What Is a Complementary Angle?
Two angles are complementary when their measures add up to exactly 90°, forming a right angle together. The complement of any angle θ is found by subtracting it from 90°. For example, the complement of 30° is 60°, because 30° + 60° = 90°. This calculator gives you the complement of any angle between 0° and 90° instantly.

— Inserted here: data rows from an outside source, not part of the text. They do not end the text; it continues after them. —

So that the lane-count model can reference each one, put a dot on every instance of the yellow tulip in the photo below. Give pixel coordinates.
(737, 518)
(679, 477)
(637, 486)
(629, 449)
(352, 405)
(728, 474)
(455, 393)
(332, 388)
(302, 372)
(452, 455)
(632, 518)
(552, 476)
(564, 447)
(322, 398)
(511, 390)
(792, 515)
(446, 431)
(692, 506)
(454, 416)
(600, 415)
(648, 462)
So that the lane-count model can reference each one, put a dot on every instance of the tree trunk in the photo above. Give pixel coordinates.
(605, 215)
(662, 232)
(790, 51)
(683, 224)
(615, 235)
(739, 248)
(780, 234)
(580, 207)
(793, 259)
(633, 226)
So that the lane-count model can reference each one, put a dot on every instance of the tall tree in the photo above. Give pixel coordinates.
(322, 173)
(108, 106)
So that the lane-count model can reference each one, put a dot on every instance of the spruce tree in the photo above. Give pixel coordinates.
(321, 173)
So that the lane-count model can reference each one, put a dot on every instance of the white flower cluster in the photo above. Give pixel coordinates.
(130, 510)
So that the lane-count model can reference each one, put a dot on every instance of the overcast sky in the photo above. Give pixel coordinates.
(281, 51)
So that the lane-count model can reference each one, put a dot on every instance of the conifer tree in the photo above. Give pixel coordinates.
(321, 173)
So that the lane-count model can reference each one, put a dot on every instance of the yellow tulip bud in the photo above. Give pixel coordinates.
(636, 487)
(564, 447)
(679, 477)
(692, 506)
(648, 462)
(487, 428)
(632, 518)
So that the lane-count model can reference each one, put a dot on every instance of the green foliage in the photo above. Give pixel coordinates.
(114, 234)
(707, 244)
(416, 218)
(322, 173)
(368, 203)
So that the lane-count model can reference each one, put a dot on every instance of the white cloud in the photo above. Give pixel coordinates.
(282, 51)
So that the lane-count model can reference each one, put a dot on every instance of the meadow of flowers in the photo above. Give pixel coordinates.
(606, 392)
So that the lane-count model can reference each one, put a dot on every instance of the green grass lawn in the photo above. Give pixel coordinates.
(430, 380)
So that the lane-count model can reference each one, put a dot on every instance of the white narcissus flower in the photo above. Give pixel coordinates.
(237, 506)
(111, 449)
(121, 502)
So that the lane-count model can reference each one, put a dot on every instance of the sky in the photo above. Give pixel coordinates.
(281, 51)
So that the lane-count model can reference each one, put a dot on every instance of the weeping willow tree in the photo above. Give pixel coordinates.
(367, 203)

How to Use This Calculator
Enter your angle in degrees (any value from 0 to 90) and the calculator returns its complement. The result table also shows the original angle and confirms that the two add up to 90°. This is handy for geometry homework, trigonometry, drafting, and construction where right-angle relationships matter.
The Formula Explained
The relationship is simple linear arithmetic:
$$\text{Complement} = 90^{\circ} - \text{Angle}$$
Because complementary angles must sum to a right angle, the formula is fully reversible: if you know one angle, subtracting it from 90° always gives the other. Note that an angle of 90° has a complement of 0°, and angles greater than 90° have no complement (their complement would be negative).
Worked Example
Suppose you have an angle of 25°. Its complement is:
$$\text{complement} = 90^{\circ} - 25^{\circ} = \mathbf{65^{\circ}}$$
Check: \(25^{\circ} + 65^{\circ} = 90^{\circ}\) ✓. The two angles are complementary.
FAQ
What is the difference between complementary and supplementary angles? Complementary angles add to 90°; supplementary angles add to 180°.
Can an angle have a complement greater than 90°? No. Since both angles must be positive and sum to 90°, each complement is between 0° and 90°.
Do complementary angles have to be adjacent? No. They simply need to add up to 90°, whether they sit next to each other or not.